Looking through the demo voices at sites like Replica shows that while the robotic twang is still strong in some voices, there are others that are approaching passible. The barrier to indie games development is getting lower – we've seen AI write the code for games and it can now create voices and images – the AI assisted toolchain is only getting stronger, all it needs is some creativity.
Voice cloning and editing
There are techs around that allow you to use your own voice to perform text to speech (say if you're creating a podcast or audio book).

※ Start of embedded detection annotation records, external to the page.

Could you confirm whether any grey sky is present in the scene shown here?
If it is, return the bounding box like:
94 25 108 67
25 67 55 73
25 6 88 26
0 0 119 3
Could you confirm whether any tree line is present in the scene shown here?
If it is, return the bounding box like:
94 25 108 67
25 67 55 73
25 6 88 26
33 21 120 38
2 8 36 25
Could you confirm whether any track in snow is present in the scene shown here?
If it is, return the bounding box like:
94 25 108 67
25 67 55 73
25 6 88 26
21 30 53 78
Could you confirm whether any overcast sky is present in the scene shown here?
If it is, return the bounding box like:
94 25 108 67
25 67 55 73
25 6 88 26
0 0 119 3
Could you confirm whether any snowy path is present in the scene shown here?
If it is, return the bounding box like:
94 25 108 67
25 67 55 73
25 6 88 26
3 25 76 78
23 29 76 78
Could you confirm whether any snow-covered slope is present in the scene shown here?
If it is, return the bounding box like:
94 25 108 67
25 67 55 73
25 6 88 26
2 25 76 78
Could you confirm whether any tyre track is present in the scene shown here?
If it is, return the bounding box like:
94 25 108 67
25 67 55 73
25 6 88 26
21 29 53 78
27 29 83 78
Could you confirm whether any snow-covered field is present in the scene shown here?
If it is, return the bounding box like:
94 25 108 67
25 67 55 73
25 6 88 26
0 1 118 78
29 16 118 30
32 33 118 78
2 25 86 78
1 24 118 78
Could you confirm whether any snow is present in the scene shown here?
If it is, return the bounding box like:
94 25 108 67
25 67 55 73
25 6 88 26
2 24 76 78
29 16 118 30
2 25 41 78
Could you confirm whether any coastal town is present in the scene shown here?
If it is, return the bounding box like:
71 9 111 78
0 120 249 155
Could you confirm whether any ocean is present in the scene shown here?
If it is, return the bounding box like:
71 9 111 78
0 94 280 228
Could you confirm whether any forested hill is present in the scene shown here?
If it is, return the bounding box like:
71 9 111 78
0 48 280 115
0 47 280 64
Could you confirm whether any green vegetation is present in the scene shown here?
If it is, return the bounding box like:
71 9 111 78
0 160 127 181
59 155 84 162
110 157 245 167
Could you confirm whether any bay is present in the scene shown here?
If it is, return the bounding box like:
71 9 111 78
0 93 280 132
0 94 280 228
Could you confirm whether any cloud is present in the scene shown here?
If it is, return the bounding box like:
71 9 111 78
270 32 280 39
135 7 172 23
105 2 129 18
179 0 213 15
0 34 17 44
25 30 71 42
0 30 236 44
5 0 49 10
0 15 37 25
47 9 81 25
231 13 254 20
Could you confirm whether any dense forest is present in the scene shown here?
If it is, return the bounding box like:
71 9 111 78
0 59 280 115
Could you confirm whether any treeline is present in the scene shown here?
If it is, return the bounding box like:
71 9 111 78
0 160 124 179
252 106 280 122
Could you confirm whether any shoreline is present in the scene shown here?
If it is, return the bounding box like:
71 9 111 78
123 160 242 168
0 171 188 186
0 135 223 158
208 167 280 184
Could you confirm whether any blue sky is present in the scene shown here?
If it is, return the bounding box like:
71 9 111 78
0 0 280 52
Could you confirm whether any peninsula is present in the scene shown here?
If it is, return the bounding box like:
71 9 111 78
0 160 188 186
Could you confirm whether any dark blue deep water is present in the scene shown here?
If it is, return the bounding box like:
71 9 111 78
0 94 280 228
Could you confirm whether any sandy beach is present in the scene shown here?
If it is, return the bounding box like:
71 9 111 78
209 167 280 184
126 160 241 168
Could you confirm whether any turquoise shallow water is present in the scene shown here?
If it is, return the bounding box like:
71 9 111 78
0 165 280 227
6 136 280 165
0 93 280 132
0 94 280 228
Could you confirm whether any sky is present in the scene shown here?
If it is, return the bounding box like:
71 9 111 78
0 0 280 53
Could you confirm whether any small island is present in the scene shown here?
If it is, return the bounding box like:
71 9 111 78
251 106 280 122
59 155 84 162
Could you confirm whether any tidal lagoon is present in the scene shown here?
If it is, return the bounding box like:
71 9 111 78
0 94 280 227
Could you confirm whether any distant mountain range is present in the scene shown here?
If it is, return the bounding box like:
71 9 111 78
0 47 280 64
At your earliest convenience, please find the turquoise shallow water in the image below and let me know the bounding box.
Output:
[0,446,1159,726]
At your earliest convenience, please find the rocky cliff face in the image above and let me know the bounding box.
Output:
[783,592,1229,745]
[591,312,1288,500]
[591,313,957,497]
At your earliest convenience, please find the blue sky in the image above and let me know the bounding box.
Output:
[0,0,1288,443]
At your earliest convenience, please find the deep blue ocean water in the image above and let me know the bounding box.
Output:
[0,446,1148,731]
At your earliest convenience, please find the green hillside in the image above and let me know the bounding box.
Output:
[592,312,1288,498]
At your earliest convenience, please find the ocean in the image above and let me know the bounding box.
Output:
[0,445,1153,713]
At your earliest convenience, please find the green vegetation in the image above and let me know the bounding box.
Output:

I could see this being used to lower the barrier for people to pre-record presentations which could be a cool use case.
As ever it doesn't take long to see that this tech is rife for abuse, it's already been used to steal, as in the case where fraudsters cloned a company director’s voice to persuade an employee to authorize transfers of $35 million.
Testing it out
So obviously I had to have a play with one of these, so I got myself an account at Eleven Labs and tried to fake my own voice, with limited success.
Listen to me below.
It was close enough that I had to try it with other voices.
After asking very politely for the purposes of science, and not because I plan on using this tool to ring up various people with my boss’s voice saying "Yes, Joe's expenses for team building at the pub are legitimate and a necessary part of networking and research", Hannah agreed to let me try it with her voice.
I gave it some of Hannah’s audio from the last town hall recording, then generated speech from the same script I used.
Listen to Hannah below.
I think that the Hannah clone is further from accurate and has retained some robot twang but maybe, given time, that's something I could clear up in the editing of what I uploaded. I noticed while experimenting that Eleven Labs will insert umms and erms which, like real speech, starts to interrupt your listening once you notice them.